La Unicef insinúa que pueden ser unos 300.000 niños como este metidos en las guerras, y año tras año, cuando se presenta una fecha como el domingo pasado donde se conmemoró el Día mundial contra el uso de niños soldado, la humanidad entera se conmueve con esta tragedia humana, pero vuelve a lo mismo: una profunda indolencia al ver cómo sus niños son simples soplos de vida.
Claro, cómo no va a ser así, si por culpa de unos pocos desorientados que alimentan la violencia, los niños se convierten en carne de cañón barata, alienable, manipulable y docilita de manejar. Ahí están los cachorros del califato del Estado Islámico, las niñas esclavas de Boko Haram y, por supuesto, los guerrilleritos de las Farc, esos “pocos” que ellos dicen tener.

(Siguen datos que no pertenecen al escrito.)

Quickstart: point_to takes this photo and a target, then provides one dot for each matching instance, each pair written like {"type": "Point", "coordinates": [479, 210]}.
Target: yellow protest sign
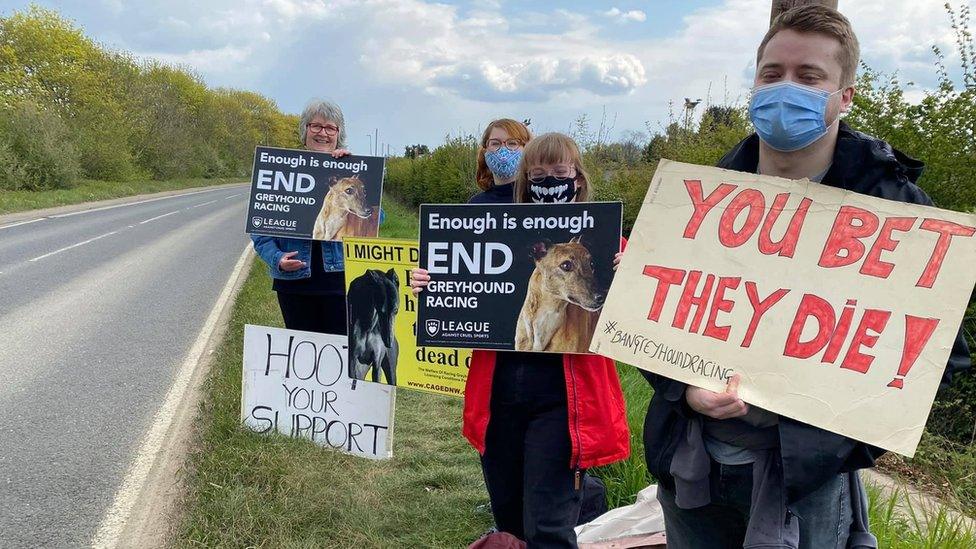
{"type": "Point", "coordinates": [382, 319]}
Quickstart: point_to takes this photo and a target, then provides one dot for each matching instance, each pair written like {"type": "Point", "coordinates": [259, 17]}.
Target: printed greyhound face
{"type": "Point", "coordinates": [349, 195]}
{"type": "Point", "coordinates": [567, 273]}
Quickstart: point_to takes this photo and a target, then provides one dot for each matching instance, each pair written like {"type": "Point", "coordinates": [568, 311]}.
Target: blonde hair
{"type": "Point", "coordinates": [515, 129]}
{"type": "Point", "coordinates": [551, 148]}
{"type": "Point", "coordinates": [821, 20]}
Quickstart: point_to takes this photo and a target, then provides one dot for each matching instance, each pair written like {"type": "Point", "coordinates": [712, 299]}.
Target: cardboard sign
{"type": "Point", "coordinates": [312, 195]}
{"type": "Point", "coordinates": [528, 277]}
{"type": "Point", "coordinates": [838, 309]}
{"type": "Point", "coordinates": [295, 383]}
{"type": "Point", "coordinates": [383, 321]}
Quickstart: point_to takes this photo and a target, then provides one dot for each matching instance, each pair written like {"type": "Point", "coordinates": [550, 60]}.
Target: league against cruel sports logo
{"type": "Point", "coordinates": [433, 326]}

Colombia es el único país latinoamericano donde aún hay niños en la guerra. El año pasado, los negociadores de las Farc dijeron que tenían solo 21 niños reclutados. El Gobierno asegura que son 170 y Colombia entera cree que son muchísimos más, pues en 60 años de conflicto se calcula que cerca de 12.000 niños han estado en sus filas. Como dice el investigador Alfredo Molano, a esos niños les cambiaron “el padre por el comandante y la madre por un ideal”.

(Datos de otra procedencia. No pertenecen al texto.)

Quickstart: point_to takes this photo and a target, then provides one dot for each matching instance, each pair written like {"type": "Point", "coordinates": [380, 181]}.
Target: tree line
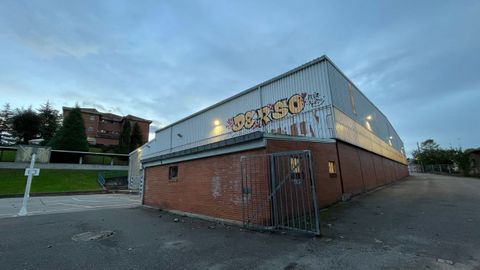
{"type": "Point", "coordinates": [21, 126]}
{"type": "Point", "coordinates": [431, 153]}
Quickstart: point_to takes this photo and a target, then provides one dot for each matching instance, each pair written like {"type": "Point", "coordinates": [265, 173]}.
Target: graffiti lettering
{"type": "Point", "coordinates": [238, 122]}
{"type": "Point", "coordinates": [280, 109]}
{"type": "Point", "coordinates": [295, 104]}
{"type": "Point", "coordinates": [249, 119]}
{"type": "Point", "coordinates": [263, 116]}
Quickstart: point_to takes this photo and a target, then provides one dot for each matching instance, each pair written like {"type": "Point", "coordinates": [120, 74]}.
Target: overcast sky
{"type": "Point", "coordinates": [418, 61]}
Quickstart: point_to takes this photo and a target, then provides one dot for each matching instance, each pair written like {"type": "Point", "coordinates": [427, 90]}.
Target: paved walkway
{"type": "Point", "coordinates": [10, 207]}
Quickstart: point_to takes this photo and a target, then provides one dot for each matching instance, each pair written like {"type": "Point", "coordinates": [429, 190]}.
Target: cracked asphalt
{"type": "Point", "coordinates": [424, 222]}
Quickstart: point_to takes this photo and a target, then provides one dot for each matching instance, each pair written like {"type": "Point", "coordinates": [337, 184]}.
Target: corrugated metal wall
{"type": "Point", "coordinates": [299, 103]}
{"type": "Point", "coordinates": [258, 108]}
{"type": "Point", "coordinates": [370, 128]}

“Quiero vivir como una persona libre, que puede conocer otras cosas sin tener miedo”, le dijo Manuel, un joven de 19 años excombatiente de las Farc, a la Televisión Española. Un gran cambio de actitud, pues lo normal en su mundo era matar. “Uno se acostumbra a algo tan sencillo y tan grande como quitar una vida”, sentencia.

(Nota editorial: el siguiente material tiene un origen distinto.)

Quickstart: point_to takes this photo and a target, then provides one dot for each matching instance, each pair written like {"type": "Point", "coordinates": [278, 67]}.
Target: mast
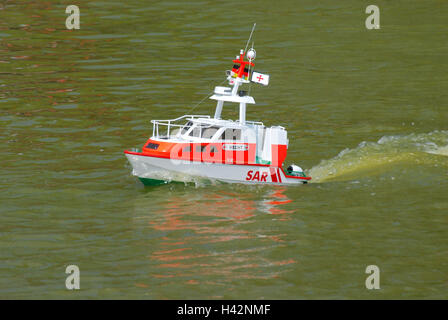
{"type": "Point", "coordinates": [239, 75]}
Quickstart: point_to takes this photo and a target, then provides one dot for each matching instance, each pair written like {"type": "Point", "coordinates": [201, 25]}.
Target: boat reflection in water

Pensemos entonces en aquellos como Manuel que no estarán más en la guerra gracias al acuerdo de Paz con las Farc. Claro, será muy lindo verlos al cuidado del Estado, con una expresión nueva en sus rostros y con ropita limpia, pero será preocupante en el momento en el que se le agote el chorro a la institucionalidad, dejándolos al garete de un país que en un tiempito se concentrará más en el partido que tiene que ganar la selección Colombia o en el “me ericé” de Amparo Grisales en un reality show. Un país que fácilmente los estigmatizará como los guerrilleritos del ayer.
No nos digamos mentiras, la capacidad institucional no es la panacea para el cuidado de los niños y ahí viene el gran reto, porque para estos niños el mundo es otra cosa: ellos no crecieron con balonazos, lo hicieron con bombazos. Ojalá el Gobierno entienda que estos niños no son indicadores de gestión y mucho menos objetos políticos. Por eso, el cumplimiento de los acuerdos de Paz, en lo relativo a la desmovilización de menores de edad debe ser real, sin titubeos ni tapados. Ellos necesitan que se les restablezcan sus derechos de forma expedita, especialmente el más básico de todos: ser felices, porque en este hipotético tiempo de paz, ya no tendrán que ir a jugar a la guerra
Por culpa de unos pocos desorientados que alimentan la violencia, los niños se convierten en carne de cañón barata, alienable, manipulable y docilita de manejar.